Lo stoccafisso, 1950, olio su tela, cm 70 x 50, firmato e datato in alto a destra “A. Catarsini/ 1950”.

Il dipinto può probabilmente collegarsi a Gli stoccafissi con il quale, nel 1958, l’autore ottenne un diploma d’onore e una medaglia alla trentanovesima Mostra Concorso organizzata dalla Società Belle arti e dal Circolo Artisti di Firenze.
Durante gli anni Cinquanta la sua attività espositiva è intensa, a Lucca, in Versilia e a Viareggio, che ospita molte sue mostre, sia personali che collettive a “La bottega dei Vàgeri” fondata nel 1942 da Cristoforo ‘Krimer’ Mercati ed Elpidio Jenco e al Centro Versiliese delle Arti, fondato sempre da Krimer nel dopoguerra. Quest’ultimo, nel 1956, organizzerà una collettiva al Museo di Lindau, sulla sponda tedesca del Lago di Costanza, alla quale parteciperà anche Catarsini.
Le sue opere vengono esposte poi a Roma, Napoli, Genova, Livorno, Trieste e Francavilla al Mare. Spiccano anche le numerose mostre fiorentine, tanto da fare del capoluogo toscano la seconda città che ha ospitato, dopo Viareggio, il maggior numero di sue esposizioni, da Mezzo Secolo d’Arte Toscana di Palazzo Strozzi, alla Mostra Nazionale del Ritratto alla Casa di Dante, dalla Prima Rassegna del Disegno Italiano Contemporaneo, organizzata alle Logge degli Uffizi dalla Compagnia del Paiolo, al Concorso Nazionale organizzato, appunto, dalla Società Belle Arti e dal Circolo degli Artisti.
Lo stoccafisso, datato al 1950, sorprende per la solidità materica che lo differenzia da altre opere realizzate nel medesimo anno.

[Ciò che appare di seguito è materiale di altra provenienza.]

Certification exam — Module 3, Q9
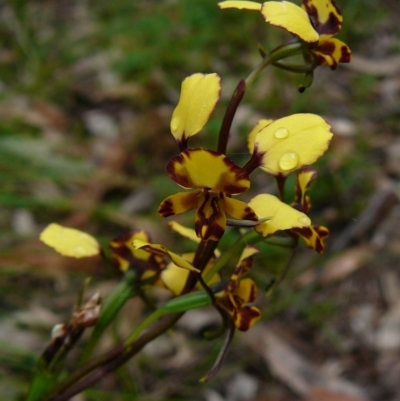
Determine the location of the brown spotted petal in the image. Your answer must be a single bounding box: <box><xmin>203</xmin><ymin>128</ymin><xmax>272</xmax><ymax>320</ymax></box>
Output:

In questa straordinaria natura morta, il pesce appeso si fa apparizione sorprendente nel vibrare caldo della luce, memoria di un rembrandtiano bue macellato in versione marina.
Per la solidità del colore gessoso, steso come intonaco spatolato sul muro, il quadro potrebbe essere un’opera quasi informale, se non fosse per la spessa linea che contorna il corpo dell’animale. Si può dire che in lui ci sia un filo che tiene legati i mutamenti di soggetto e le brusche virate del linguaggio, in un lavoro sempre teso alla costruzione della forma e dello spazio, seppur declinato in modalità diverse di scrittura. Il suo è un linguaggio realista nel quale l’anatomia dell’oggetto è costruita attraverso segni e linee strutturali, così come avviene per un viso, per un corpo o un paesaggio. Lo studio dello scheletro del reale è ciò che ha, fin dagli esordi, perseguito con costanza e caparbietà attraverso il disegno, definendo lo spazio o plasmando un volume attraverso linee forza e tratteggi di ombre, senza virtuosismi, senza alcun compiacimento formale, ancora una volta sull’antico esempio di Viani e della sua asciutta espressività.